Читаем Избранное. Искусство: Проблемы теории и истории полностью

Хранится в Каире весьма позднего времени стела жрицы За-дамонэфонуху. В верхней большей части стелы помещена типичная икона: под крылатым солнечным диском, по обе стороны нагруженного всякой снедью столика, симметрично стоят божество и сама Задамонэфонуху, бог – в иероглифической, неподвижной позе храмовых идолов, жрица – в позе «оранты», с моленно поднятыми руками; над столиком с яствами – иероглифическая надпись. От этой иконы веет глубочайшей древностью: родственники покойной принесли богу угощение, которое сложено на столике, и сама покойница предстала перед богом, чтобы выпросить себе на пропитание! И как все это нарисовано! Пироги, и жаркое, и виноградная кисть, и цветы не лежат на столе (тогда ведь то, что лежит впереди, заслоняло бы то, что лежит подальше от зрителя, и меню было бы неясно), а висят в пространстве, так, чтобы каждый предмет был отчетливо виден; под столом вырисованы две больших бутыли вина, закупоренные высокими пробками и стоящие в типичных треножных подставах. А человеческие силуэты построены точь-в-точь так, как они строились еще и во времена Нар-мэра, и точно так же они стоят на простой горизонтали в отвлеченном пространстве, «нигде». Все, как было в самом начале истории египетского искусства, в точности. А под иконой в узкой полоске изображен безотрадный каменистый пейзаж, и на его фоне – усыпальница; перед ними сикомора, две пальмы, столик с приношениями для покойников и фигура плакальщицы. Это – максимум того, чего добилось, уже на склоне дней, идя по инерции, в области проблемы пространства египетское искусство.

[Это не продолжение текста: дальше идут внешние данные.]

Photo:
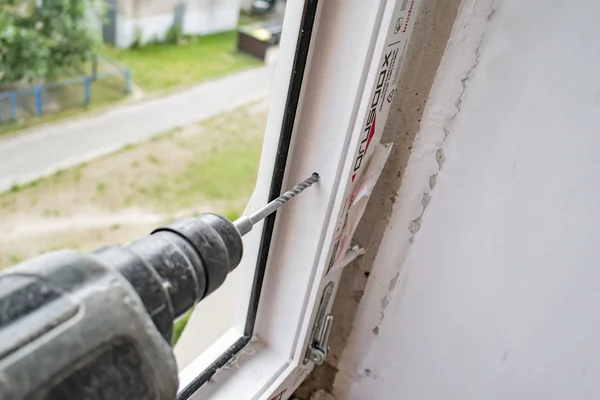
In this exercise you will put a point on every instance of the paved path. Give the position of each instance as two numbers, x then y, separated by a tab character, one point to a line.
47	149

Пейзаж, правда, есть, но нет горизонта, нет неба, нет солнца. Пейзаж есть, но не в нем, а в отвлеченном пространстве, на особой горизонтали, находится плакальщица. Размеры усыпальниц не согласованы ни с размерами фигуры плакальщицы, ни с размерами деревьев. И здания усыпальниц, и деревья, и столик, и плакальщица – лишь условные иероглифы, сопоставленные чисто сюжетно, повествовательно, пиктографически, но в единое живописное целое не объединенные.

Тоже связанное чисто повествовательными заданиями, искусство исторической Месопотамии пошло все-таки дальше египетского в деле разрешения проблемы пространства. Это ясно видно уже в первом памятнике изобразительного искусства, о котором надо говорить, когда заходит речь об искусстве Месопотамии, – в рельефе победной стелы царя Нарамсина (XXXVIII век до нашей эры)47. Стела48 эта найдена при раскопках де-Моргана в Сузах и в настоящее время хранится в Париже, в Лувре.

Представлена высокая гора, крутая, с неприступной конической вершиной. Над вершиной стоят, одна рядом с другой, две огромные звезды, по-видимому: Солнце и Луна. На горе, в скалах и лесах, засели враги. Нарамсин окружил их, разбил и загнал под самую вершину, к подножию конуса. Бой кончается: царь уже попирает ногой гору трупов, он только что поразил копьем еще одного врага, сейчас он поразит и другого, последнего, который молит о пощаде. А вслед за царем на гору всходит войско, с знаменосцами во главе, и приветствует победителя.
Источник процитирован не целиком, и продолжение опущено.